# My new baby red oscar :D :D :D :D :D :D



## sufcsam94 (Apr 14, 2010)

I bought a new baby oscar today from the aquatics store :dancing:

He's really cute and there are some pictures of him just click the link http://i951.photobucket.com/albums/ad351/sufcsam94/IMG00062-20100418-1646.jpg
http://i951.photobucket.com/albums/ad351/sufcsam94/IMG00063-20100418-1647.jpg
?? :thumb: Please comment opcorn:


----------



## LSBoost (Jan 21, 2010)

Congrat, you need to host the image on a server like photobucket.com or imageshack and then link it here.
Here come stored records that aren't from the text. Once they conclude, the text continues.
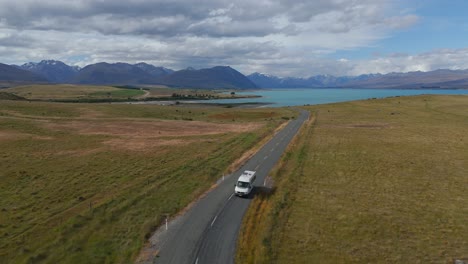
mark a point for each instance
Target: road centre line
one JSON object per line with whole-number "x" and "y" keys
{"x": 214, "y": 220}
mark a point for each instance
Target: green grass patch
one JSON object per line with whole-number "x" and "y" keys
{"x": 375, "y": 181}
{"x": 74, "y": 195}
{"x": 69, "y": 92}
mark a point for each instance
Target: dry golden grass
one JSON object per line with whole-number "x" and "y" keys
{"x": 88, "y": 183}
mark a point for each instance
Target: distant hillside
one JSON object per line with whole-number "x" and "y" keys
{"x": 12, "y": 74}
{"x": 153, "y": 70}
{"x": 115, "y": 73}
{"x": 54, "y": 71}
{"x": 318, "y": 81}
{"x": 216, "y": 77}
{"x": 457, "y": 79}
{"x": 415, "y": 80}
{"x": 10, "y": 96}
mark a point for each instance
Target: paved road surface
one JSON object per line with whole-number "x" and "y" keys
{"x": 207, "y": 233}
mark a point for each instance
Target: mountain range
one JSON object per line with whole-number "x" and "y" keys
{"x": 218, "y": 77}
{"x": 455, "y": 79}
{"x": 126, "y": 74}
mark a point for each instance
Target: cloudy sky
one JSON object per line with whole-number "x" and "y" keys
{"x": 284, "y": 37}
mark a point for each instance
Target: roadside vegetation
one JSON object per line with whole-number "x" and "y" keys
{"x": 375, "y": 181}
{"x": 89, "y": 183}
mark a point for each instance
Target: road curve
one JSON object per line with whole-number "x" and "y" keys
{"x": 207, "y": 232}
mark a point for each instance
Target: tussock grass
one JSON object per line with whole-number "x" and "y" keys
{"x": 69, "y": 196}
{"x": 381, "y": 181}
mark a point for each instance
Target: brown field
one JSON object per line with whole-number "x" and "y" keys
{"x": 88, "y": 183}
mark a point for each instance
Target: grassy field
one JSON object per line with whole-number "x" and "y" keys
{"x": 72, "y": 92}
{"x": 88, "y": 183}
{"x": 376, "y": 181}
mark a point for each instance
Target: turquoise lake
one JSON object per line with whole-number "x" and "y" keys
{"x": 297, "y": 97}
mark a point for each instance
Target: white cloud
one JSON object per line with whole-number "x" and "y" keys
{"x": 283, "y": 37}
Click here for more details


----------



## sufcsam94 (Apr 14, 2010)

Cheers mate *** put the up :fish: :dancing: opcorn: :thumb:


----------



## johncl (Mar 10, 2010)

Good lookin red congrats.


----------



## Dj823cichild (Mar 30, 2009)

nice one sufcsam


----------



## Chiquita (May 4, 2010)

He's going to be a beauty when he grows up.


----------



## martngh (May 11, 2010)

nice post


----------



## CoolCichlid (Feb 12, 2010)

Wow! Very nice oscar!


----------



## Dj823cichild (Mar 30, 2009)

How is he doing now suf?


----------



## sufcsam94 (Apr 14, 2010)

He's doing really well he now has two more friends one is albino and the other I don't know what the other type is of oscar ! Plus he's not really a baby anymore  I will upload some pictures of all of them tomorrow


----------



## Dj823cichild (Mar 30, 2009)

Sweet can't wait to see them. Did you get a chance to see my Oscar Tiger? I have pictures in the one thread with boost.


----------



## PepoLD (Dec 9, 2009)

update?


----------



## Dj823cichild (Mar 30, 2009)

:fish: Hmmm


----------



## sufcsam94 (Apr 14, 2010)

These are the new pictures  http://i951.photobucket.com/albums/ad35 ... 5-2026.jpg
http://i951.photobucket.com/albums/ad35 ... 5-2025.jpg
http://i951.photobucket.com/albums/ad35 ... 5-2025.jpg[/list]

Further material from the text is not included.